Another potential problem is the reliability of obtaining the necessary lithium, according to Robert Buckman, Ph.D., associate professor of mass communication and author of a reference book on Latin America.

“A lot of people don’t realize that just over half the world’s reserves of lithium are in Bolivia,” he explained. “Bolivia is one of the most unstable countries in the hemisphere. President Evo Morales is a close ally of (Venezuelan President) Hugo Chávez, and is not exactly friendly to the United States. He expelled the U.S. ambassador last fall, in fact. If he decides to, he could embargo lithium exports to the U.S. It’s the same old problem of relying on hostile or unstable foreign sources for our energy.”

Still another alternative fuel vehicle engineers are looking to is the hydrogen vehicle, but it doesn’t yet hold a place in the immediate future.

In May, U.S. Energy Secretary Steven Chu called for eliminating the $100 million in his budget devoted to hydrogen technology, asserting that hydrogen vehicles are still years from practicality.

Diemert noted a downside with a hydrogen fuel cell vehicle as well.

“You’ll have a fuel cell that makes hydrogen and oxygen, which makes water, and in the process, creates energy,” he said. “But now you’ve got a problem, because now you’ve got water, and water vapor’s a greenhouse gas. You can’t just release it into the air.”

Amire agreed that despite all the drawbacks, lithium-ion batteries are still preferable to hydrogen.

“In my opinion, it’s at least a better opinion than hydrogen-powered cars,” he said. “It’s hard to tell what can happen when you have hydrogen under pressure in a moving object.”

“I personally don’t know if we’ll ever do what needs to be done with batteries along, but looking at more options will always lead to discoveries along the way,” predicted Kozman.

Thus, the pressure remains on automakers to create a cost-efficient, low-emissions vehicle to please budgeting families and environmentalists alike, and though a majority of the brainstorming is happening in Detroit and California, a new American car company is bringing Louisiana into the game as well.
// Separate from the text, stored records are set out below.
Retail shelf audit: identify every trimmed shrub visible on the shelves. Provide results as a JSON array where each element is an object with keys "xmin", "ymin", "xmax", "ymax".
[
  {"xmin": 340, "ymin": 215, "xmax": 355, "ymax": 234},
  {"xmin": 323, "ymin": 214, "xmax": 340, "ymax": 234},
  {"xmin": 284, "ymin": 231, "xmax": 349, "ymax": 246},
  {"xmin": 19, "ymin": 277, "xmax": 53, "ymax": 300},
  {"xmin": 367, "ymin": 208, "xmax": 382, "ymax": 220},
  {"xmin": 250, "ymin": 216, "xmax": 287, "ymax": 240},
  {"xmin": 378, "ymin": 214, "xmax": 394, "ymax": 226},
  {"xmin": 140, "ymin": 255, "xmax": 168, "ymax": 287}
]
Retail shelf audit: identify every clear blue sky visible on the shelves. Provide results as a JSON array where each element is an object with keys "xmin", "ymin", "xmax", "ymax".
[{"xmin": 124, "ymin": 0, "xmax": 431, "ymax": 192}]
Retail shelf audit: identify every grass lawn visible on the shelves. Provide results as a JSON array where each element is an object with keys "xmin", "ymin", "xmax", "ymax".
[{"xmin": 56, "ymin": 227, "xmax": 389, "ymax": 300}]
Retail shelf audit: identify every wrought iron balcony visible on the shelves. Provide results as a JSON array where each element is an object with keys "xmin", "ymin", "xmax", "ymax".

Gov. Bobby Jindal announced in June that San Diego-based V-Vehicle Co. has chosen Monroe as the first site for its new manufacturing facility, which will produce a “high-quality, environmentally friendly and fuel-efficient car for the U.S. market,” according to a news release by Louisiana Economic Development.

No specific details about the vehicle’s design have been released, but Tom Matano, the esteemed creator of the Mazda Miata, will spearhead the design team. Production hiring is scheduled to begin in summer 2010.